After Sappho

Written by Selby Wynn Schwartz
Review by Jessica Brockmole

As suggested by the title, After Sappho is a thoughtful novel of feminism, art, and sexuality. Taking place largely in Italy and France at the turn of the 20th century and its early decades, the meandering narrative of Schwartz’s Booker-longlisted novel touches upon the lives of women encountering, reinterpreting, and sharing both the ancient verse and the modern reclaiming of Sappho, classical Greek poet from the island of Lesbos. These women are poets, novelists, playwrights, thinkers, actresses, singers, dancers, and artists. All are, in different ways, activists and visionaries. In brief vignettes, they chafe against gender restrictions, they question patriarchal laws, they push against the boundaries of art, they remake themselves, and they find love among the other devotees of Sappho.
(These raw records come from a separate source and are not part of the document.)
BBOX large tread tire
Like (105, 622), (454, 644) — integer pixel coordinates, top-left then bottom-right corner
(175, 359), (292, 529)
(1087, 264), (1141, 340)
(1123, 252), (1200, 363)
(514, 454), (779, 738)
This is not a traditional narrative, either in the writing, in the characterizations, or in the plot. The characters—all real historical figures—number in the dozens. Some are familiar writers and artists, while others are less well-known (but no less fascinating) women, waiting to be discovered by readers. After Sappho is less a narrative of their lives and their histories and more a narrative of the sapphic ideas and philosophies spread by those women and their art. Written in a style that evokes the poetry of Sappho herself, Schwartz’s writing skips quickly between characters, offering a thought, an inspiration, a meeting, or an artistic creation. Sometimes the narration is third person, giving voice to the many women on its pages, often in their own words as drawn from their writings, letters, and diaries. Other times the narration is in first person plural, a Greek chorus of womanhood across space and time. A meditative and lyrical novel to linger over.